「…つかなんで治安なら沙耶なんだよ?」
「沙耶はちょこちょこアメリカ行ってるから」
「へー。んでアメリカ行くんだ?」
「…は、半年ね」
「なんだ、すぐじゃん」
「聖也バカなの!?半年も会えないんだよ!?」
「ゆーあ。…電話とかあんだろ?」
「…電話、出来ないって…」
「はぁ!?」
「…大丈夫。半年くらい」
「冷たいなぁー、蒼」
「…半年、苦しみながら沙耶の帰り待っててやるよ」
「く、苦しみながら…?」
苦笑いする沙耶。
…そうさ。
苦しみながら待ってる。
苦しみたくなくたって苦しむに違いねぇ。
沙耶が隣にいないなんて…。
「蒼、彼女出来てたりして」
「…できねぇーよ」
「えー!出来そうだよね、結愛!」
「ないよ、蒼斗はもう」
「ゆ、結愛!?どうしたの!?」
…なんだよ。
俺はそんなに軽そうなのかっつうの。
俺はもう…沙耶以外見れねぇんだよ。
「さーやちゃん?」
「うっ…蒼…」
「お前こそ彼氏、できんじゃねぇーの?」
「…出来ないよ」
「へー」
「好きな…人いるしっ//」
「……は?」
好きな人?
そんなの聞いてねぇーよ。
…俺…無理じゃん。
「…へぇ好きな人」
「ちょっと蒼斗、怖いんだけど」
「うるせーよ、結愛。」
「おいおい〜結愛に当たんなよ」
「さっケーキ全部食べちゃうよ〜」
「太んぞ、沙耶」
「うるさいっ蒼!」
アメリカに行って、好きな人もいて?
―……ふざけんなよ。
離れちまうのに…好きな人がいるってなんだよ。
「あーお?」
「沙耶」
「うん?」
「もっかいキス、して」
「おい蒼斗、やめろ」
「…嫌いならしなくていい。
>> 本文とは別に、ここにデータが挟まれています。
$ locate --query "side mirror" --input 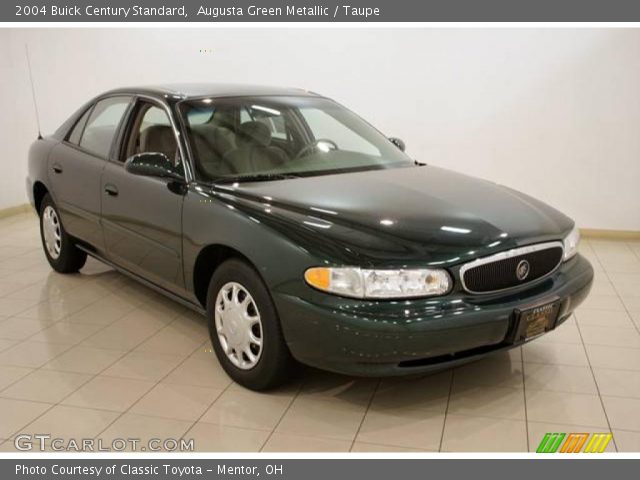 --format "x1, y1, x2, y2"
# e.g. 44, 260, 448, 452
389, 137, 406, 152
124, 152, 183, 180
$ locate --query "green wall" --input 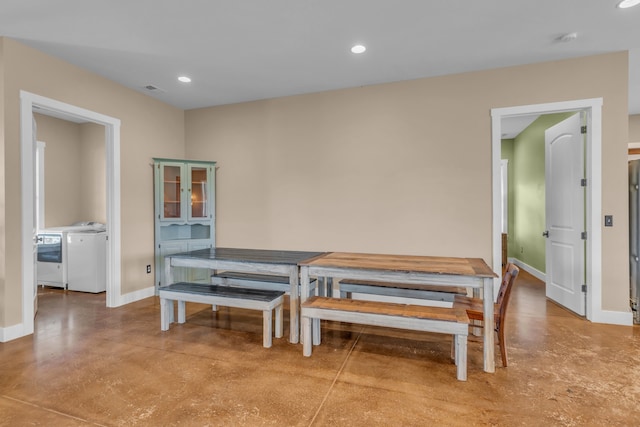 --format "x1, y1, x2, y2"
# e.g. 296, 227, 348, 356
502, 113, 575, 273
501, 139, 515, 257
殴ればいい」
「蒼斗…そんな賭けやめなさいよ」
「好きなら…どこでもいいからキスして」
どう思われたって構わない。
軽蔑されても…いい。
お前は…どう思ってる?
「…出来るわけない」
「嫌い?」
「…違う、よ…」
「じゃあなに?」
「…ほら、ケーキ…」
「ケーキじゃねぇだろ!」
つい声を荒げてしまった。
「…蒼…」
「なぁ…好きなやつって誰…?」
沙耶の言葉一つでこんなに変わるなんて。
…沙耶が、好きで溜まらねぇよ。